Priority one of the Strategy is to drive innovation and industry collaboration while priority three is about activating a university campus in a revitalised Gosford CBD
The Greater Cities Commission’s job is to facilitate the delivery of key infrastructure as part of the strategy, which in turn is part of the Six Cities vision.
In May 2021, the State Government announced the old Mitre 10 site in Gosford would become a university.
In April 2022, it announced Newcastle University was its preferred partner and it received an $18m grant from the federal government and a time period of five years was given before it would be open for operation.
The proposal is still with the State Planning Department and the EIS (Environmental Impact Statement) is being prepared. It will have another six steps to go through once the EIS is ready for public exhibition.
The strategy says the new uni or “The Central Coast Education and Employment Precinct,” will form the foundation of the “Central Coast Innovation District”.
And this district will transform the northern sector of Gosford into a new learning and business hub with the university as a centrepiece.
“Its proximity to Gosford public and private hospitals creates opportunities for shared research and education in health services and medicine,” the strategy says.
“It would activate renewal of this northern CBD area with improved pedestrian and cycle access, student accommodation, new retail and office uses as well as bars and restaurants all underpinned by high quality physical and digital infrastructure.
“It could be a beacon to innovators, entrepreneurs and start-ups in medical research, health, training and aged care services, digital communication, cyber security and data science.”
According to the strategy, the uni precinct would be “offering a highly attractive Central Coast lifestyle for students and employees with nearby rail services linking to Sydney and Newcastle”.
“The university at its core would increase education participation rates for the Central Coast, reduce youth unemployment by providing new pathways for education and training and generate job-ready graduates, especially in health and medical services,” the strategy says.
“In the food innovation space, there is potential to attract international organisations similar to Sanitarium, Mars and McCain that are already located in the Central Coast.
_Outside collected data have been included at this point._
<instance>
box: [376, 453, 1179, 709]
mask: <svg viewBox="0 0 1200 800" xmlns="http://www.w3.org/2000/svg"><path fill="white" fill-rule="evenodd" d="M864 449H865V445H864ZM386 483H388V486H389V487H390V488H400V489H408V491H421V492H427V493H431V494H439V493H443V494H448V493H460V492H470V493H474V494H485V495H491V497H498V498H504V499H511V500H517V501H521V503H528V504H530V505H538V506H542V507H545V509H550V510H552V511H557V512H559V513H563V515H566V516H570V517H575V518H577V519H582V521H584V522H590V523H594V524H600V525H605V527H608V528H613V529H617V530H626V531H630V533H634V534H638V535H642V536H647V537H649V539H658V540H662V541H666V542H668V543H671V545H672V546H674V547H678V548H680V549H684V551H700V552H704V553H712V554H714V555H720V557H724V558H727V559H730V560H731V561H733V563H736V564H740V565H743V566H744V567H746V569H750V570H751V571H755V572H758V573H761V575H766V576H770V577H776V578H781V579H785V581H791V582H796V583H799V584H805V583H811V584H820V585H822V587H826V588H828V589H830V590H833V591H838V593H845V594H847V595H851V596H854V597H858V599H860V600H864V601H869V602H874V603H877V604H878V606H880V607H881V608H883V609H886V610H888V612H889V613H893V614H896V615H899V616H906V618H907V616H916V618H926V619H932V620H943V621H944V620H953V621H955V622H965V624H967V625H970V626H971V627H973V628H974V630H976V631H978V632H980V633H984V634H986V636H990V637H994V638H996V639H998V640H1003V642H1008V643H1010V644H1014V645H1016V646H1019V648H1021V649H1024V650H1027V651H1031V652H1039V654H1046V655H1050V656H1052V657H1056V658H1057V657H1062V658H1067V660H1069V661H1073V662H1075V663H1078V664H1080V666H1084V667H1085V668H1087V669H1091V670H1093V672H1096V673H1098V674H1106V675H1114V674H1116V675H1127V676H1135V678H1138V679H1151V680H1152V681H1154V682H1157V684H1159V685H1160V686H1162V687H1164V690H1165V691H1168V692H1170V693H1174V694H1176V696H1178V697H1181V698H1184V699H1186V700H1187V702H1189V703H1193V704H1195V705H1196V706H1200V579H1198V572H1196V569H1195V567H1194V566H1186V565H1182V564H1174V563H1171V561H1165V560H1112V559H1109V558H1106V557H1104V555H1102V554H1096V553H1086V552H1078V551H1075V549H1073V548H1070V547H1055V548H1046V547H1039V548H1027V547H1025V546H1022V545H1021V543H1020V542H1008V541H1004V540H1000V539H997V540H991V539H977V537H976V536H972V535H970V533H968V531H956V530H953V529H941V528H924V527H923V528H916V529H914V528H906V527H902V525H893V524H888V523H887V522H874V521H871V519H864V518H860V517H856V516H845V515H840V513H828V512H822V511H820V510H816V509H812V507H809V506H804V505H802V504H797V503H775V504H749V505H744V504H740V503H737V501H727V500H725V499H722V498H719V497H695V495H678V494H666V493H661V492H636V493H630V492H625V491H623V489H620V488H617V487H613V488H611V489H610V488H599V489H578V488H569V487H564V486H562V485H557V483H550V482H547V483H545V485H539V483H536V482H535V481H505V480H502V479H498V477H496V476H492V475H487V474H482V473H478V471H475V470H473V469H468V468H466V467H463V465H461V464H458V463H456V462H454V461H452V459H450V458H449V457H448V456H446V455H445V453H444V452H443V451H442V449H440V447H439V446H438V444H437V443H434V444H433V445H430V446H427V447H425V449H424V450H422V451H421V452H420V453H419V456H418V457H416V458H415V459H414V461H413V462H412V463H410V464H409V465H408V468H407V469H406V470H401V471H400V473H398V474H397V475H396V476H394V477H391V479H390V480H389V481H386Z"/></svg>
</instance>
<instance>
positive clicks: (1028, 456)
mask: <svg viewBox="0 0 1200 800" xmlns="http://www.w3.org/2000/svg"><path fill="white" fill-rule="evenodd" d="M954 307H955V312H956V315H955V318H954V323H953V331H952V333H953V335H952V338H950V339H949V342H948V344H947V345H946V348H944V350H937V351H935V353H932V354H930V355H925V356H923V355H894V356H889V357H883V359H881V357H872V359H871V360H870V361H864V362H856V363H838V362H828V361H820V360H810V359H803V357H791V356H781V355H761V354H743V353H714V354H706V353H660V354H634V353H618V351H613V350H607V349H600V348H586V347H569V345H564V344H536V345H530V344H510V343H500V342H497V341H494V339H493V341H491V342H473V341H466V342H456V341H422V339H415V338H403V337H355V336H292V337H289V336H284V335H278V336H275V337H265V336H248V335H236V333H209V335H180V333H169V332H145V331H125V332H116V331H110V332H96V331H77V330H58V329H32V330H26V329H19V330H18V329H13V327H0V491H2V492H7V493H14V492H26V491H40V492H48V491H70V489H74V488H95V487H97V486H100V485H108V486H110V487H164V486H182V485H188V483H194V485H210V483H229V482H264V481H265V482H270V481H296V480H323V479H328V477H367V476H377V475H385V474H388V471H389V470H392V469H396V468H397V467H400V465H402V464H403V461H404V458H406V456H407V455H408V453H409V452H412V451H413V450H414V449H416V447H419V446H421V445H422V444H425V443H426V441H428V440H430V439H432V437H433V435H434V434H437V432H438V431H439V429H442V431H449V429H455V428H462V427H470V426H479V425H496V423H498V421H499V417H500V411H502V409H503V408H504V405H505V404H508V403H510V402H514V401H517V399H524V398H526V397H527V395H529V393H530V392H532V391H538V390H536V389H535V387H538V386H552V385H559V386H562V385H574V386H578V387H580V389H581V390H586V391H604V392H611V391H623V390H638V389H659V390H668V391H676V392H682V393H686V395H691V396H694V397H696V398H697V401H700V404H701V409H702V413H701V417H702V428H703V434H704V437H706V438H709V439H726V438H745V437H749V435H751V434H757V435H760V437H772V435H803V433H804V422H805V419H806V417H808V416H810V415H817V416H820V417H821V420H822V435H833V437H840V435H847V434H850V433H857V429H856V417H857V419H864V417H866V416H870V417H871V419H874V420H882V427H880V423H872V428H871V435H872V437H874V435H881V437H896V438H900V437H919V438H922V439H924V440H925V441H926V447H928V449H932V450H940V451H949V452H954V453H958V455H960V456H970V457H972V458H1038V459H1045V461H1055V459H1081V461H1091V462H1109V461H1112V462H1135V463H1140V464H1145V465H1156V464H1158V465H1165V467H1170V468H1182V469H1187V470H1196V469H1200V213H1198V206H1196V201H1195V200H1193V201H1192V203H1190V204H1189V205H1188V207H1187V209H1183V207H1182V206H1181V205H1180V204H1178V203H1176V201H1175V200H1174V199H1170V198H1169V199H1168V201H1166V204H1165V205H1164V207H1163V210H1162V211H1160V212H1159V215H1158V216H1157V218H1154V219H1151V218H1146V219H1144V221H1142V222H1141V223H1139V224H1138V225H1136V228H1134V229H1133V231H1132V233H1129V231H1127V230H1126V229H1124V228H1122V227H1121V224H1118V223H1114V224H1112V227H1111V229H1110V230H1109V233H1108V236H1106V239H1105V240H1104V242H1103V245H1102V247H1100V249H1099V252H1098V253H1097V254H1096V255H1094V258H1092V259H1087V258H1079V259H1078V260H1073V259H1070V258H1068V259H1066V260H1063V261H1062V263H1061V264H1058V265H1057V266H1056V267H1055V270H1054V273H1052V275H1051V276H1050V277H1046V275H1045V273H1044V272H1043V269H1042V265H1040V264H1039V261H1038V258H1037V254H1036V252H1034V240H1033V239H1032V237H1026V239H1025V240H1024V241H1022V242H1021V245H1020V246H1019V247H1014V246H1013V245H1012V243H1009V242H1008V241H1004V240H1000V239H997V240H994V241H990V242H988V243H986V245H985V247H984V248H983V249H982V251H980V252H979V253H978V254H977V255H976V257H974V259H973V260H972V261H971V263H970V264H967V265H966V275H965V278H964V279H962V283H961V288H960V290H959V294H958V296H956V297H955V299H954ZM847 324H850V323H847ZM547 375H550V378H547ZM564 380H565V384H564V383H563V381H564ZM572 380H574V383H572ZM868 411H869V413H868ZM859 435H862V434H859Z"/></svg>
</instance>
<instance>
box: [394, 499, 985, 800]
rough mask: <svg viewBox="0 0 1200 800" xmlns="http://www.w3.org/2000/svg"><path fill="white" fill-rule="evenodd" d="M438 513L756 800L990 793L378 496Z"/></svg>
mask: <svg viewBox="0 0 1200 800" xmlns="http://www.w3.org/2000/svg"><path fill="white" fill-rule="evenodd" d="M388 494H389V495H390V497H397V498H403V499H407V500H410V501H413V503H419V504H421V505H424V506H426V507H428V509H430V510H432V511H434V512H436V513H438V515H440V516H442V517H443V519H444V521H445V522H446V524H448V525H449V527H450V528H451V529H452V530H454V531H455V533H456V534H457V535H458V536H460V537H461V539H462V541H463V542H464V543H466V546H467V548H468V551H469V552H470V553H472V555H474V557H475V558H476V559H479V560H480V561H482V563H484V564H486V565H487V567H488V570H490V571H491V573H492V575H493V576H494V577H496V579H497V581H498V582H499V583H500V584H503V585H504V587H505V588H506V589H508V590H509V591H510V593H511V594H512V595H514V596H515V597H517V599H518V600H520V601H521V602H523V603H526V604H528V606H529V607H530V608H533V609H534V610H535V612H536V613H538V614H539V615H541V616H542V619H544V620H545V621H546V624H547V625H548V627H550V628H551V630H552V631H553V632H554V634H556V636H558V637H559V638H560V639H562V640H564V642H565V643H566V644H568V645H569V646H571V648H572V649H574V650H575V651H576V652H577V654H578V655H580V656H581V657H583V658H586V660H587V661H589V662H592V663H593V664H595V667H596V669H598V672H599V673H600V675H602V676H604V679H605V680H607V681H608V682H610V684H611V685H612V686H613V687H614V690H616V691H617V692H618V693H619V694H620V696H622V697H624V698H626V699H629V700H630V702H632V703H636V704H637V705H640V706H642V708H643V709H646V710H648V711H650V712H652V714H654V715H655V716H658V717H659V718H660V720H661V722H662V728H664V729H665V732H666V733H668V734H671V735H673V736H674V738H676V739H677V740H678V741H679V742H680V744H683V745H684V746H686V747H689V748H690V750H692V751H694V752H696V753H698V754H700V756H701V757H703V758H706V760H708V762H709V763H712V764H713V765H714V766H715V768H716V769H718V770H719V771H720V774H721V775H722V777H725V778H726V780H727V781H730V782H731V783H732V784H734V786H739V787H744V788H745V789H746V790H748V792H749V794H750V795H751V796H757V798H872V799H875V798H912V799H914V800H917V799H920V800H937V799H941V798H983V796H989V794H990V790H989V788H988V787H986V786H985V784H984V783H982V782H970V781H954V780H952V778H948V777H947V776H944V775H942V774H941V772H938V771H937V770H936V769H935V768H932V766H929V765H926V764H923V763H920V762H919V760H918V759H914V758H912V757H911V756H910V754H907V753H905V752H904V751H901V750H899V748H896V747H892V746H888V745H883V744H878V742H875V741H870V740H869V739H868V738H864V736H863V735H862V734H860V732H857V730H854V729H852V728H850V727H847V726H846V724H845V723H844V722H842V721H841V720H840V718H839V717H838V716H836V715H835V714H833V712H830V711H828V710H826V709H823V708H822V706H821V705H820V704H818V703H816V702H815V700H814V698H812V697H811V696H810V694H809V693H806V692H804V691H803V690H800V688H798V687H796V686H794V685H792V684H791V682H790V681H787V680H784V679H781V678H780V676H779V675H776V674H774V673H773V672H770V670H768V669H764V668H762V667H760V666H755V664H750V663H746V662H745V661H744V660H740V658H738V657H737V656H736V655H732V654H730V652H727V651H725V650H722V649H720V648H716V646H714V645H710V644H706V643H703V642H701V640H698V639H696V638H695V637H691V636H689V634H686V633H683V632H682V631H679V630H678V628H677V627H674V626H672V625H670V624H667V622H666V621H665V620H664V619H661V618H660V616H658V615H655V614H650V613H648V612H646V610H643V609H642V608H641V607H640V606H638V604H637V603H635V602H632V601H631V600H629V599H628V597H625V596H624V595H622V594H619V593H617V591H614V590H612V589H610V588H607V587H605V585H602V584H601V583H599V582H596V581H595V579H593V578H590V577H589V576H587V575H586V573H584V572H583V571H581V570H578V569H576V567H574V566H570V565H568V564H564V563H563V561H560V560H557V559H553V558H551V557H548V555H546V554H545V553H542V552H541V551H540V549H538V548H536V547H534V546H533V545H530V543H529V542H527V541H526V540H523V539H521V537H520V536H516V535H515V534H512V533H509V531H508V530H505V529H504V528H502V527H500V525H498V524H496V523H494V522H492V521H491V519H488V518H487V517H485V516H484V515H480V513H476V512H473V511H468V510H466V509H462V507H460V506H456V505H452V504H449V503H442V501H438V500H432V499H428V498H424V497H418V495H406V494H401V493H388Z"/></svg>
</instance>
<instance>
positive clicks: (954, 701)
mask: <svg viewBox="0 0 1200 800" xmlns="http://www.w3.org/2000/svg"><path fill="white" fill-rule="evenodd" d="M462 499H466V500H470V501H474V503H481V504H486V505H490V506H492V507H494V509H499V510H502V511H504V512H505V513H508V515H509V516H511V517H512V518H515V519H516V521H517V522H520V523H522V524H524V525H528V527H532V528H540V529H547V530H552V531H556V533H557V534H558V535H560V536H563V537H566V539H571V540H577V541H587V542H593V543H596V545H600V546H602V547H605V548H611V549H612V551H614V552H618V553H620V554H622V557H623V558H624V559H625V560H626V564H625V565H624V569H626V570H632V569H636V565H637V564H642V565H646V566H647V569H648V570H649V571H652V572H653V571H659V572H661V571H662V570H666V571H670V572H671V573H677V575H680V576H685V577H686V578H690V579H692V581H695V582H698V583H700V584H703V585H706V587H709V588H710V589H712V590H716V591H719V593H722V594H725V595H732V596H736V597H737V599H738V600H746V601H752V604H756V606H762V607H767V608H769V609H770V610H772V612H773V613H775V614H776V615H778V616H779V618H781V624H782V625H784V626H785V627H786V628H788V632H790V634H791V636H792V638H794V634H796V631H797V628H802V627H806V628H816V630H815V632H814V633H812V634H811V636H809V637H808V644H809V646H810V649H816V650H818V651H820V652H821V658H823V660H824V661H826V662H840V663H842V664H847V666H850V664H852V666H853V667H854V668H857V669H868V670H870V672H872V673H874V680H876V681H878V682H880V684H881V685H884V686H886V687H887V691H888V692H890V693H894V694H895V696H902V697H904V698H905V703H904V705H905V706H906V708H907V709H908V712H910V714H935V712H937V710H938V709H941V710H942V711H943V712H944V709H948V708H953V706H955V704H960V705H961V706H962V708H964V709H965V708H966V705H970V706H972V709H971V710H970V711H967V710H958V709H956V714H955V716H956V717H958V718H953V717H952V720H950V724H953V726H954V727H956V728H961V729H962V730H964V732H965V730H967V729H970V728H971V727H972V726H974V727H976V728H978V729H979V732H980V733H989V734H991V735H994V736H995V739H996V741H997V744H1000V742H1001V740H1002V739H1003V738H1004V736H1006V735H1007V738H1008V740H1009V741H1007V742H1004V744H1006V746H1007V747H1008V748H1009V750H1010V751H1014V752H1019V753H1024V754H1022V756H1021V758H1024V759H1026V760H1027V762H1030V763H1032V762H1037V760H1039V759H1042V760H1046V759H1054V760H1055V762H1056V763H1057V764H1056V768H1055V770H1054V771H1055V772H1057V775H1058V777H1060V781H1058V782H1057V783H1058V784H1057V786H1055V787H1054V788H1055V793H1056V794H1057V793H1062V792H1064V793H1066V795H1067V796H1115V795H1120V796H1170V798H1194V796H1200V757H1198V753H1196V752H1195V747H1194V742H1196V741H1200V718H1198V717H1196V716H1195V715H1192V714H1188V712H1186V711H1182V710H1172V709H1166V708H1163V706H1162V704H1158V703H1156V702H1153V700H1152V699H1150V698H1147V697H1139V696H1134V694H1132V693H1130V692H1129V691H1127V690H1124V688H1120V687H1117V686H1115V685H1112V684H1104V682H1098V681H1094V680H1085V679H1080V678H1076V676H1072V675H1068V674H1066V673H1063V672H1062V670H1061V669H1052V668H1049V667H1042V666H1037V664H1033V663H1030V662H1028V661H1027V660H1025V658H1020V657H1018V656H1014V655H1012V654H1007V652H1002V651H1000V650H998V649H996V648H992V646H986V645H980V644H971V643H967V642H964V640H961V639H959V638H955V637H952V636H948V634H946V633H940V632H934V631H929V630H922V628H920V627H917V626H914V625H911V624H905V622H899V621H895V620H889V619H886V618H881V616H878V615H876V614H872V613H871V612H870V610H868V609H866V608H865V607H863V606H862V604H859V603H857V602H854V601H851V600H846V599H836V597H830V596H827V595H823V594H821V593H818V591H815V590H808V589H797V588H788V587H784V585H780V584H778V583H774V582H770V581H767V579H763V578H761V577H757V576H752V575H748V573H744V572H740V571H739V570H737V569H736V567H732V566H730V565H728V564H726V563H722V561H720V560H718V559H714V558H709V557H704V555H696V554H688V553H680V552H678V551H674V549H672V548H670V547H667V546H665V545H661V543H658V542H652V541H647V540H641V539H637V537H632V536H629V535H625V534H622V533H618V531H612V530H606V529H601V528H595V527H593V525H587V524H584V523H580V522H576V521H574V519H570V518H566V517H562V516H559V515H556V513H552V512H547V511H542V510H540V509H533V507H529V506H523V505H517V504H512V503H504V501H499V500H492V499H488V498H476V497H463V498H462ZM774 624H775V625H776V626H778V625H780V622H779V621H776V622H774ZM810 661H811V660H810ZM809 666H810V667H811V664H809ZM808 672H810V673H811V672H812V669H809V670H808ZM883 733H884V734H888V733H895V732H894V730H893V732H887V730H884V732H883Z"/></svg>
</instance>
“The completion of NorthConnex and development of a 24-hour international airport in Western Sydney will create capacity to expand industries such as food technology, advanced manufacturing, freight logistics and supply chains.”
At the other end of Mann St, the still-only-as-yet proposed new TAFE NSW campus will offer future courses in food processing, advanced manufacturing, 3D printing, CNC engineering, digital supply chain management.
The strategy calls the site, formerly the Council chambers and surrounding land along Mann St, a “future potential site”.
The State Government has not yet bought the land from Central Coast Council as yet.
Despite that, this new TAFE campus is going to meet the future job needs of the region, supporting the delivery of VET education aligned with industry and employer expectations, according to the strategy.
The TAFE will activate and enrich the Gosford CBD too, says the strategy.
The actions to take place this financial year as part of priorities one and three are:
# Prepare business case for the relocation of TAFE to Mann Street;
# Investigate partnerships between schools, industry, VET sector providers, including TAFE NSW and the University; and
# Coordinate delivery of developments within the education and health precincts.
# Develop innovation skills and a commercialisation program to support food tech start-ups.
# Develop Central Coast and Six Cities innovation ecosystem program.
# Progress Central Coast innovation district vision and investment attraction and, starting next financial year:
# Develop a plan for improving amenity, vibrancy and inclusion for the innovation district.
So that’s priority one and three.
To sum up: get the uni and TAFE operating and collaborating with business.